What next?


 

Here is the beginning of a lesson plan that was copied from the internet.

 

"Write the numbers 1 3 5 7 on the chalkboard.  Ask students what number comes next.  Usually a student will correctly guess 9.  Ask for the next number in the sequence. Ask the student who answers how she or he knew that was correct. Students will offer explanations such as, "You're skipping a number every time."  If they don't bring it up themselves, point out that these are the odd numbers. ..."

 

Is the student's answer, 9, correct?  Is the explanation, "These are odd numbers", convincing?  Could the student's answer be plain wrong?

 

Activity.  

Students work in pairs or in small groups.  The most ingenious patterns should be shown to the whole class.  Students use TI-34 II calculators or similar ones. 

One student enters his/her secret operation into OP1 (he/she should be sure that the equals sign is darkened, so the formula doesn't show on the display). He/she also puts 1 on the display by pressing  [1][=].  Another student from the group starts pressing OP1 again and again. But each time, before pressing the key, he/she and the other students from the group try to guess what the next number is going to be.       

The operation must yield only whole numbers. The student who is preparing the operation should try to "trick" the rest of the students, namely, to prepare a rule that apparently seems to be obvious, but which suddenly gives unexpected answers.

 

Examples.

We give below a few simple but "interesting" rules.  All of them except Example 4 will start with the sequence 1 3 5 7.

 

1.

OP1 = remainder(Ans,7)+2  [=][=]

1 [=]

Now repeatedly press [OP1].

The sequence is: 1 3 5 7 2 4 6 8 3 5 7 2 4 6 8 3 ...

 

2.

OP1 = remainder(Ans,12)+2 [=][=]

1 [=]

Now repeatedly press [OP1].

The sequence is: 1 3 5 7 9 11 13 3 5 7 9 11 13 3 ...

 

        These two examples show how easy it is to construct a sequence that produces odd numbers as long as the designer wants, and then to have the pattern switch.  But this simple remainder method is not hard to "outguess", after you notice the length of the period.

 

3. We show below a more perplexing pattern.

 

OP1=remainder(A,Ans)+Ans+2   [=][=]

5*9*11*13*17*19→A [=]

1 [=]

Now repeatedly pressing [OP1] yields the following sequence:

1 3 5 7 11 13 15 17 19 21 32 43 59 114  173...

 

Nine is skipped, and after 21 the pattern starts looking "irregular".

 

4. Let's use another program that involves a random number generator.

 

OP1=2iPart(RANDI(1,4)/4)+Ans+2     [=][=]

1 [=]

Now repeatedly press [OP1].

Two examples:

1 3 5 7 9 13 15 19 ...

1 5 7 9 11 15 17 21 ...

 

This program counts by 2's, beginning with 1; but randomly (with probability 1/4) it skips some numbers.

 

5. Finally, a person seeing 1 3 5 7 may think "odd primes" and predict 11 13  17  19  23... .

 

 

General remarks.

When guessing a pattern from examples, there is no "right" or "wrong" way.  Any hypothesis about future values may happen to be wrong.    

If a pattern is really generated by some rule, it is theoretically possible to form a correct hypothesis which will give correct predictions.  But it is not easy, and it involves a lot of luck.

But some sequences can be generated. not by rules, but by some random processes, or by a mixture of rules and random choices.
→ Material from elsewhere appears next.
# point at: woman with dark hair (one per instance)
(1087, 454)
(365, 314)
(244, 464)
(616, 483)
When this is the case, any hypothesis that predicts future values will be proven wrong sooner or later.

These questions were thoroughly investigated both from a theoretical point of view (in mathematics) and from more practical angles (in computer science).

 

Letting students believe that a few examples uniquely determine a pattern is incorrect, and it may reinforce sloppy thinking habits.